SUARABOTIM.COM – Antrean panjang terjadi di Jembatan Gantung Darurat Wika yang menghubungkan wilayah Gunung Putri dan Klapanunggal, Kabupaten Bogor, pada Kamis (16/7/2026).
Sejak pagi hari, ratusan warga mulai dari pelajar hingga pekerja harus mengantre untuk menyeberangi Sungai Cileungsi akibat terbatasnya kapasitas jembatan sementara tersebut.
Jembatan gantung darurat yang dibangun sebagai akses pengganti selama proses rekonstruksi Jembatan Utama hanya mampu menampung maksimal 10 orang dalam satu kali penyeberangan.
Kondisi itu menyebabkan antrean mengular pada jam sibuk, terutama saat masyarakat berangkat menuju sekolah maupun tempat kerja.
Tak sedikit warga yang memilih mengambil risiko dengan menyeberangi Sungai Cileungsi melalui bebatuan demi menghemat waktu, meski jalur tersebut dinilai berbahaya.
Salah seorang pekerja, Andre, mengaku dirinya terpaksa terlambat masuk kerja karena harus menghadapi antrean panjang di jembatan darurat.
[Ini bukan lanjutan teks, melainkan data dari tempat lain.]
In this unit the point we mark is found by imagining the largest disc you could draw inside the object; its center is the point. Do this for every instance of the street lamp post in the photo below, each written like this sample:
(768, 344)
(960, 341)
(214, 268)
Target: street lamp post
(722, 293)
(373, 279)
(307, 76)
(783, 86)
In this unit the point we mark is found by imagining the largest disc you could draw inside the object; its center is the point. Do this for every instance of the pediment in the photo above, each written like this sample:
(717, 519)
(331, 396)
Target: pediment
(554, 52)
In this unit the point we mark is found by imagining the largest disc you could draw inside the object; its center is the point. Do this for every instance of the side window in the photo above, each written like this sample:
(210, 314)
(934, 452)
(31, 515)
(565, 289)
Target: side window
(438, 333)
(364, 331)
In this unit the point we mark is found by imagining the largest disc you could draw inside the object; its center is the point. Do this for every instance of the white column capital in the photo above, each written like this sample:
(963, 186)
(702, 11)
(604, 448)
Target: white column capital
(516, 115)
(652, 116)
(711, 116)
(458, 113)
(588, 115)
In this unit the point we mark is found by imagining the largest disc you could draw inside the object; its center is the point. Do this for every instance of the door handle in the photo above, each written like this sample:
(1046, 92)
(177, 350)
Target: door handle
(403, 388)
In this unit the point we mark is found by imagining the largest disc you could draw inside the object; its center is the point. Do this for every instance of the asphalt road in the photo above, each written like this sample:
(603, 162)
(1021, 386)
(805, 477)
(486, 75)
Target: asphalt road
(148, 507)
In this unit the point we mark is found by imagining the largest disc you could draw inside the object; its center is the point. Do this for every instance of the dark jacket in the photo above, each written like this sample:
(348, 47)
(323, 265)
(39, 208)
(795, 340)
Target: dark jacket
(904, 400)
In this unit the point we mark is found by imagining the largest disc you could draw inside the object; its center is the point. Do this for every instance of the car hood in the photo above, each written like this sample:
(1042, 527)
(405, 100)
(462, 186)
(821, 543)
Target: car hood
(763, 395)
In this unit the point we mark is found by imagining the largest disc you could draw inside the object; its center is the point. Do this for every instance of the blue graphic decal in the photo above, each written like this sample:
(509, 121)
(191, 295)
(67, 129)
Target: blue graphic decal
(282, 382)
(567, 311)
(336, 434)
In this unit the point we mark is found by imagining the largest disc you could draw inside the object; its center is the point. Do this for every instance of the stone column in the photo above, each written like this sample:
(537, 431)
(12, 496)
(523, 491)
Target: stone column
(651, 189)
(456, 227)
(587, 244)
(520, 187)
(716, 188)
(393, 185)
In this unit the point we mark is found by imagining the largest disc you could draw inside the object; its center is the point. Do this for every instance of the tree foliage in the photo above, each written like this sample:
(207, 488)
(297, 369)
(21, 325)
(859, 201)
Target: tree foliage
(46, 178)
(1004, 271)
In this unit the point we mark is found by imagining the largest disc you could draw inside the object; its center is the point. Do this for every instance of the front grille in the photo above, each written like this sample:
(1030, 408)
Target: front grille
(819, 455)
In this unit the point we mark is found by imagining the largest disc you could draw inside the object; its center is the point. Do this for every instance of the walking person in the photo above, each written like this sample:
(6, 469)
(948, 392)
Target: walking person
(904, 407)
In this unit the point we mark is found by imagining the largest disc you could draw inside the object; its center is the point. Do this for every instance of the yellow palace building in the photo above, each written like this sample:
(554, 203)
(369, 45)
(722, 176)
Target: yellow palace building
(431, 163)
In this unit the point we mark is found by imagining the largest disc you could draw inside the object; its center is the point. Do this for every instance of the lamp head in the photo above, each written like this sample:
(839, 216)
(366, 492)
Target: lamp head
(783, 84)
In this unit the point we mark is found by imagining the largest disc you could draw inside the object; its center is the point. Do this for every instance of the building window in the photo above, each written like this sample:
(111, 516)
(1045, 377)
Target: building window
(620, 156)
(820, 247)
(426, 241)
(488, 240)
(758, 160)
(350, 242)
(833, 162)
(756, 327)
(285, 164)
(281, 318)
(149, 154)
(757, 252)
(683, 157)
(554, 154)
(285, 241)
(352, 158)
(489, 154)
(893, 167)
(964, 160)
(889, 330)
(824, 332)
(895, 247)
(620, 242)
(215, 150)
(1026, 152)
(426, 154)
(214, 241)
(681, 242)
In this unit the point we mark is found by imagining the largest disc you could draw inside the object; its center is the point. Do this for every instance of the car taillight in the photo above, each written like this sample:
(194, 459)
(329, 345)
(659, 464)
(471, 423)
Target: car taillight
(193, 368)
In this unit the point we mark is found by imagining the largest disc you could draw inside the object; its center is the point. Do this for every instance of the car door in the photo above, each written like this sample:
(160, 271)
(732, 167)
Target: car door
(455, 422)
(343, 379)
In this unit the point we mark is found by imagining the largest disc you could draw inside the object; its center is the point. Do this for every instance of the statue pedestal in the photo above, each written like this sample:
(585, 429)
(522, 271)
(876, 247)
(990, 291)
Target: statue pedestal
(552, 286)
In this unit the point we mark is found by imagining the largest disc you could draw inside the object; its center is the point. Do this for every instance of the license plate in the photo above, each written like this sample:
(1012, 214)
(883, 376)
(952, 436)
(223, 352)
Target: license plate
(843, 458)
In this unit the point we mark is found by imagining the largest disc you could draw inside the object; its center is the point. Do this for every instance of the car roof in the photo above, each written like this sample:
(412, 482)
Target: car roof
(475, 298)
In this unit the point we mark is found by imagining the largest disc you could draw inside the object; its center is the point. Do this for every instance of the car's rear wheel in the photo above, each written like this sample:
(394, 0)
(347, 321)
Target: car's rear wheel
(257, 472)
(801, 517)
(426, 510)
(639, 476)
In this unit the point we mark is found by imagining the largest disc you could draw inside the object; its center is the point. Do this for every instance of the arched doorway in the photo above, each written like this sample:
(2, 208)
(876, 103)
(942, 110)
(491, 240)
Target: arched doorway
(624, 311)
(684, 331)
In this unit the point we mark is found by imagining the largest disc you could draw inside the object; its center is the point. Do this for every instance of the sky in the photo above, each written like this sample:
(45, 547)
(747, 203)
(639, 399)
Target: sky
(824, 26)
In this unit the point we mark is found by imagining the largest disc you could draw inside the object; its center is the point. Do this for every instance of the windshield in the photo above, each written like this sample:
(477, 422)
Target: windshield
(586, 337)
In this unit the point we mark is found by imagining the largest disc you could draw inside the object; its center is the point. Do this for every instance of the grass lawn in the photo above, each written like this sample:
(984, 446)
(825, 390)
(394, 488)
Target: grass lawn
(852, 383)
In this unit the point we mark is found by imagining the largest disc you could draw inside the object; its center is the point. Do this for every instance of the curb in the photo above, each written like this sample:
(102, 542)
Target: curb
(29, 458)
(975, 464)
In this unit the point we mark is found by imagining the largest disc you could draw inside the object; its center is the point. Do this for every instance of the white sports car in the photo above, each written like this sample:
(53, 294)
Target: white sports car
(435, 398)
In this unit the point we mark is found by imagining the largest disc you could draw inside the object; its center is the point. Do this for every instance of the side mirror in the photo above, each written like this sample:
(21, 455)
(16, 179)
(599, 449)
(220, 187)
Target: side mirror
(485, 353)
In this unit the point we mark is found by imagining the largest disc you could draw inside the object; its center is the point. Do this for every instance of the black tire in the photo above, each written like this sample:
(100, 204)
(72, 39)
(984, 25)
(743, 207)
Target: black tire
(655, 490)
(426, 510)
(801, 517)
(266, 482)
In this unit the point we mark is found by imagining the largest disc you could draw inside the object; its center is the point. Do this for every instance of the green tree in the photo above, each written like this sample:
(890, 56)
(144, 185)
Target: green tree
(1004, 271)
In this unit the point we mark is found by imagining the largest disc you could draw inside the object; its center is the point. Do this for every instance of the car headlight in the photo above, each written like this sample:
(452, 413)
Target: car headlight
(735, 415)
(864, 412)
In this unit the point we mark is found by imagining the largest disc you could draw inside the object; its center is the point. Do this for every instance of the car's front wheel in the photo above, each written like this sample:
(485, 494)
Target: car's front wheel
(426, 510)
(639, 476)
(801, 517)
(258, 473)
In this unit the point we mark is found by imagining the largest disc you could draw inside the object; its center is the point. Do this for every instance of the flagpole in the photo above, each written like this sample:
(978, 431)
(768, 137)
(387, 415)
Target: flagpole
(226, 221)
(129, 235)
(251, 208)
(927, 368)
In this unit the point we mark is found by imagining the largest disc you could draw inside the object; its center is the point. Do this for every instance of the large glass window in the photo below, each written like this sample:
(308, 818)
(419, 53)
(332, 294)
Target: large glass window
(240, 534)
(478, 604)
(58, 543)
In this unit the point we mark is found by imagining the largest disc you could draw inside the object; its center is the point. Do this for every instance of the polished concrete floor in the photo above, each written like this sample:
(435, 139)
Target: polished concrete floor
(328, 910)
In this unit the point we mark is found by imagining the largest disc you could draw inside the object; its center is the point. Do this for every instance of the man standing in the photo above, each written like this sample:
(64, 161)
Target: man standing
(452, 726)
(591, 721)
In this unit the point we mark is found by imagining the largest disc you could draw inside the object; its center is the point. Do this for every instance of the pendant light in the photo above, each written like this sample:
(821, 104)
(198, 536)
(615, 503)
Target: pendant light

“Saya pagi-pagi tadi sudah buru-buru banget, eh ternyata antreannya panjang banget. Otomatis telat ini mah, mau enggak mau,” ujarnya.
Andre mengaku sempat mengurungkan niat menggunakan jembatan gantung karena antrean yang terlalu panjang. Ia memilih menyeberang melalui dasar sungai dengan berjalan di atas bebatuan.
“Tadi pagi saya enggak lewat jembatan karena antreannya panjang banget. Jadi saya lewat bawah ke sungai, lewat bebatuan. Walaupun bahaya, mau enggak mau biar waktu enggak kepangkas banyak,” katanya.
“Gimana lagi ya, saya juga bingung. Mau gunakan jalan muter sesuai yang di anjurkan, tapi tempat kerja saya deket disini doang deket sama jembatan,” tukas dia.
Kondisi serupa juga dialami para pelajar. Salah satunya Ridho, siswa SMP yang setiap hari melintasi kawasan tersebut untuk berangkat ke sekolah.
Ridho mengaku lebih memilih menyeberangi Sungai Cileungsi dibanding harus mengantre lama di jembatan gantung darurat. Namun, ia mengaku tetap khawatir karena bebatuan di sungai cukup licin.
“Takut jatuh soalnya batu yang di bawah ada yang licin, jadi harus hati-hati banget,” ucap Ridho.
Ia juga mengatakan keterlambatannya ke sekolah disebabkan harus mencari jalur alternatif.
“Saya bilang ke guru saya telat karena harus cari jalan lain. Soalnya jembatannya antre banget. Saya naik angkot dua kali, dari rumah ke jembatan, terus nyebrang, habis itu naik angkot lagi. Tapi mending gini dari pada harus muter terus jauh banget,” tuturnya.
Jembatan gantung darurat tersebut dibangun sebagai solusi sementara agar aktivitas masyarakat tetap berjalan selama proses pembangunan ulang Jembatan Wika yang menjadi akses vital penghubung Kecamatan Gunung Putri dan Klapanunggal.
Meski keberadaan jembatan sementara sangat membantu mobilitas warga, kapasitas yang terbatas membuat antrean tidak terhindarkan, terutama pada jam berangkat kerja dan sekolah. Kondisi ini mendorong sebagian warga memilih jalur sungai yang lebih cepat, meski memiliki risiko keselamatan yang tinggi.
Warga berharap adanya penambahan fasilitas penyeberangan atau pengaturan arus yang lebih efektif agar antrean dapat dikurangi dan masyarakat tidak lagi mempertaruhkan keselamatan dengan menyeberangi Sungai Cileungsi melalui bebatuan.
Sebagai informasi, proses rekonstruksi Jembatan Wika saat ini masih berlangsung dan ditargetkan selesai pada akhir tahun 2026. Selama pembangunan berlangsung, jembatan gantung darurat menjadi satu-satunya akses penyeberangan bagi masyarakat di kawasan tersebut.